If you’re having trouble loading the data into JOSM but still wish to use it’s tooling, The file can be split into smaller chunks.

The full file I generated from the data you had earlier was 191.8MB, which you said you weren’t able to load due to running out of RAM

But after cutting out just the northeast of the city, I was able to load it into JOSM with default RAM allocation.

Try it out yourself and see if it works. I saved another file with this extract.

I imported buildings for Connecticut and for data manipulation I used python packages GeoPandas and Shapely that allow basic geometric manipulations.

My workflow was something like this:

  1. Use QGIS or JOSM to convert building data to GeoJson (or Shape file) format.
  2. Load into GeoPandas using Fiona package
  3. Use GeoPandas to fix tags and geometry
  4. Split dataset into smaller fragments and export as GeoJson files.
  5. Upload all files to Google Cloud and create a project in Tasking manager pointing to the files stored in Google cloud.
  6. Use JOSM to work one task at a time and used Conflation Plugin or Geometry replace to resolve conflicts with existing buildings.

I don’t think that there is a tool to do the conflation programmatically and preserve the history of the object at the same time. But you could go the route you suggested and upload first all buildings that don’t overlap with exiting OSM data and solve the conflicting manually in JOSM.

I personally would do this:

  1. Use this Overpass query inside JOSM to download all existing buildings and save them as GeoJson (You will need OpenData plugin if I am not mistaken).
  2. Load them, as well as your polished import dataset into GeoPandas.
  3. Filter out buildings that overlap between the two datasets.
  4. Use upload script to upload the non-conflicting new buildings. (I’ve never used this script, but worst case you can use JOSM)

Just in case links to imports and Github code:
import1, import2, Github

Ah thanks! I’ll try it out

Regarding the above overpass query, would I also need the nodes/meta data to update the tags or just the way itself and its data?

Edit: Nvm I misunderstood the query.

So I noticed when I save the file as a geojson, it loses the metadata (osmid, user, timestamp etc). Is this how you edited existing osm buildings or did you import the data into python a different way?

I always modified existing OSM data in JOSM, because I couldn’t find a way how to do a lossless conversion between OSM format and shapely geometry format.

But if you only want to update tags you could make it work with some of the existing packages.

And you could use on of the overpass API packages for selective download of buildings:

I don’t know how compatible their data formats are so you might need to write your own data transformation between overpass → osm api datastructures.

If there is going to be any modification of existing OSM data I would highly recommend doing so in JOSM as @Mashin suggests.
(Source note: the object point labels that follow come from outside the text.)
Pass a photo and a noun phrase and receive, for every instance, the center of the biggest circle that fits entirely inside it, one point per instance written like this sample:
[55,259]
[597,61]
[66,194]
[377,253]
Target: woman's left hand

This is what the Denver building import did. @SherbetS had a good suggestion as to how to deal with large amounts of data in JOSM. In addition to losing the necessary metadata, if too much time elapses (e.g. more than an hour) between when the data is extracted from OSM and when you upload changes, you run the risk of conflicts (because someone else has modified the data after it was extracted from OSM).